The narrative on this page tries to tie together my work in a coherent way. It explains how papers I've written fit together, so you can decide which ones are best for you to read ...
(Alternatively, here's a list of papers and list of abstracts).
In computational linguistics, we use formal techniques to describe and process language. The development cycle is as follows:
If you're new to the area, here are a few outreach papers for a general audience:
Since I'm interested not only in competence grammars, but also in robust techniques for comprehension and acquisition, statistical models form an important part of my repertoire. I tend to think of the world as a big parametric probability distribution.In early 1999 when I went on the job market, I wrote two brief overviews of my work at the time (mainly lexicalized syntax and optimality-theoretic phonology):
Temperamentally I'm more of a mathematician than an engineer. That is not a value judgment about engineering, nor a scientific judgment that human cognition is neat rather than scruffy. It's just a research style. It means that I prefer formalisms and algorithms that are clean enough to be easily communicated, analyzed, and modified. As a result, I tend to focus on fundamental architectures and tools more than incremental improvements in performance. I'm not above engineering tweaks, but I do try to do them in an elegant and general way.
There are many recurring techniques that appear in NLP and more generally in AI. This is true both at the high level of algorithms and at the low level of implementation. You can spend a long time designing, building, and tuning an experimental system, while having the nagging feeling that you've done a lot of this before.
In recent work, my students and I have been trying to build a unified perspective on the techniques that we use in this field. Our Dyna programming language lets you write down models and algorithms at a high level. They are then compiled into efficient C++ code. We have an accompanying library of techniques for learning model parameters.
To design the language, the compiler, and the machine learning library, we have had to embed the various techniques we know into a common framework. This has been fruitful and enlightening work, and we all use the result to get our research done.

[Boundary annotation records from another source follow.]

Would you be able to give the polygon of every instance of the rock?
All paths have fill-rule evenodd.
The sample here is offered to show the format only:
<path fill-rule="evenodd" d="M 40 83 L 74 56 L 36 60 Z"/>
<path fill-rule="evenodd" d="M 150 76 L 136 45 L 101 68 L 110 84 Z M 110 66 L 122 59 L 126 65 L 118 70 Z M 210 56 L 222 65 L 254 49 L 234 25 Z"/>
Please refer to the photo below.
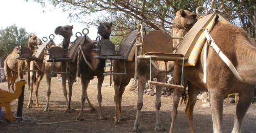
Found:
<path fill-rule="evenodd" d="M 201 106 L 204 108 L 209 108 L 210 103 L 206 103 L 201 105 Z"/>
<path fill-rule="evenodd" d="M 150 92 L 150 91 L 151 91 L 151 89 L 147 89 L 147 92 Z"/>
<path fill-rule="evenodd" d="M 201 94 L 197 95 L 197 99 L 201 101 L 203 103 L 206 103 L 209 102 L 209 98 L 208 97 L 208 92 L 204 92 Z"/>

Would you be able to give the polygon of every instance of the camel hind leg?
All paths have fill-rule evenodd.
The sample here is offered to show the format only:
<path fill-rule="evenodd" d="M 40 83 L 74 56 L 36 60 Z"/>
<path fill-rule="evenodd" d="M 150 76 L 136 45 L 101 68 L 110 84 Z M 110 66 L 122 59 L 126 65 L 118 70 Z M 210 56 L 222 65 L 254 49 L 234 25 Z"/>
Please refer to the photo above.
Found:
<path fill-rule="evenodd" d="M 77 120 L 82 120 L 83 115 L 84 114 L 84 107 L 85 106 L 85 102 L 86 99 L 86 96 L 87 96 L 87 92 L 86 89 L 88 87 L 88 85 L 90 82 L 90 80 L 87 79 L 82 75 L 81 75 L 81 82 L 82 83 L 82 94 L 81 97 L 81 110 L 77 118 Z"/>
<path fill-rule="evenodd" d="M 99 119 L 106 120 L 107 118 L 103 114 L 102 107 L 102 96 L 101 94 L 101 87 L 104 80 L 104 75 L 103 75 L 97 77 L 98 77 L 98 85 L 97 85 L 98 88 L 98 94 L 97 95 L 97 99 L 99 102 Z"/>
<path fill-rule="evenodd" d="M 12 72 L 10 69 L 8 67 L 6 60 L 5 60 L 4 62 L 4 68 L 5 70 L 5 75 L 7 81 L 7 87 L 8 88 L 8 91 L 10 92 L 10 90 L 11 87 L 11 83 L 12 82 Z"/>
<path fill-rule="evenodd" d="M 246 90 L 244 89 L 244 92 L 239 93 L 239 100 L 236 105 L 235 122 L 232 133 L 240 133 L 241 132 L 244 117 L 253 99 L 254 88 L 253 87 L 251 89 L 246 88 Z"/>
<path fill-rule="evenodd" d="M 193 109 L 196 102 L 197 96 L 200 92 L 200 88 L 193 85 L 190 82 L 188 83 L 189 100 L 186 107 L 185 113 L 189 121 L 191 133 L 195 133 L 195 129 L 193 124 Z"/>

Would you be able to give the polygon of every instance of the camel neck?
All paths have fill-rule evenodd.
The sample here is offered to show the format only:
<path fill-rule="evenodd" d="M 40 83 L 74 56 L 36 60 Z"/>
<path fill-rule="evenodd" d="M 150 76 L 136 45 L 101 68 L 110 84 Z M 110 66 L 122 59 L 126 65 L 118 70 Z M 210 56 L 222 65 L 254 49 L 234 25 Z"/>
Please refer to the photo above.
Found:
<path fill-rule="evenodd" d="M 67 49 L 70 45 L 70 38 L 64 38 L 62 41 L 62 48 L 64 50 L 65 53 L 66 53 L 67 51 Z"/>

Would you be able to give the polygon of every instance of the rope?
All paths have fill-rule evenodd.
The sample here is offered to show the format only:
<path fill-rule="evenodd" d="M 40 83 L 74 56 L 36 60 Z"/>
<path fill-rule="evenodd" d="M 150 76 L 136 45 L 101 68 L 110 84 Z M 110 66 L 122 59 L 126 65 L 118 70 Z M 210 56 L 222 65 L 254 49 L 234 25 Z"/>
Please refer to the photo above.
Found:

My first real parsing research, summers 1989-1992, was a collaboration with Mark A. Jones at AT&T Bell Labs. This was early in the days of probabilistic NLP. The two of us eventually built a probabilistic left-to-right LFG parser, with a hand-built domain grammar and history-based probabilities trained from data. Significantly, our probabilistic parsing model was the first to model word-to-word ("bilexical") selectional preferences between phrase heads, such as eat's preference for hamburger rather than John as its deep object. Two papers reported the state of the work as of 1991:
The bilexical idea ultimately proved to be my most important contribution to that project, and it so dramatically improved performance that it continued to influence my direction. A 1994 comment by Mike Schultz got me curious about dependency grammars. This led to a probabilistic dependency parser that I built for fun in 1994, which was interesting for both its cubic-time algorithm and its bilexical parameterization. Unfortunately I didn't bother to evaluate it on a sufficient volume of training and test data until 1996, spurred by the strong results of my friend and colleague Mike Collins, who was working along similar lines. (At that time our parsers had complementary strengths and comparable results; in 1997 Mike built an even better model by combining the strengths of both, in particular switching to the generative approach that I'd found worked best.) The experimental work was reported in two papers:
In subsequent papers I developed the algorithmic point further. Others had been using O(n5) algorithms for bilexical parsing models, whereas the above papers had found an O(n3) algorithm:
The above algorithms find word-to-word dependencies in order to let the parser evaluate whether the dependencies are plausible. Usually this evaluation considers the two words being linked. But there are other ways to evalute a dependency:
In unrelated work, en route to grad school I devised a normal-form parsing algorithm for Combinatory Categorial Grammar (CCG), whose correctness I proved the following year. Rather than falling prey to "spurious ambiguity" (the bane of CCG), it was guaranteed to find exactly one parse from every semantic equivalence class:
In summer 2002, a team at the Johns Hopkins CLSP Summer Workshop investigated "tree-to-tree" translation (on dependency trees). That is, the training and decoding methods are given parse trees rather than sentences, and pay attention to syntax. My contribution was the formal architecture we used; a number of researchers expressed interest in reading more about it, so I wrote it up as an ACL short paper (4 pp. + a 10-minute talk -- that's all it deserves until the team gets real empirical results).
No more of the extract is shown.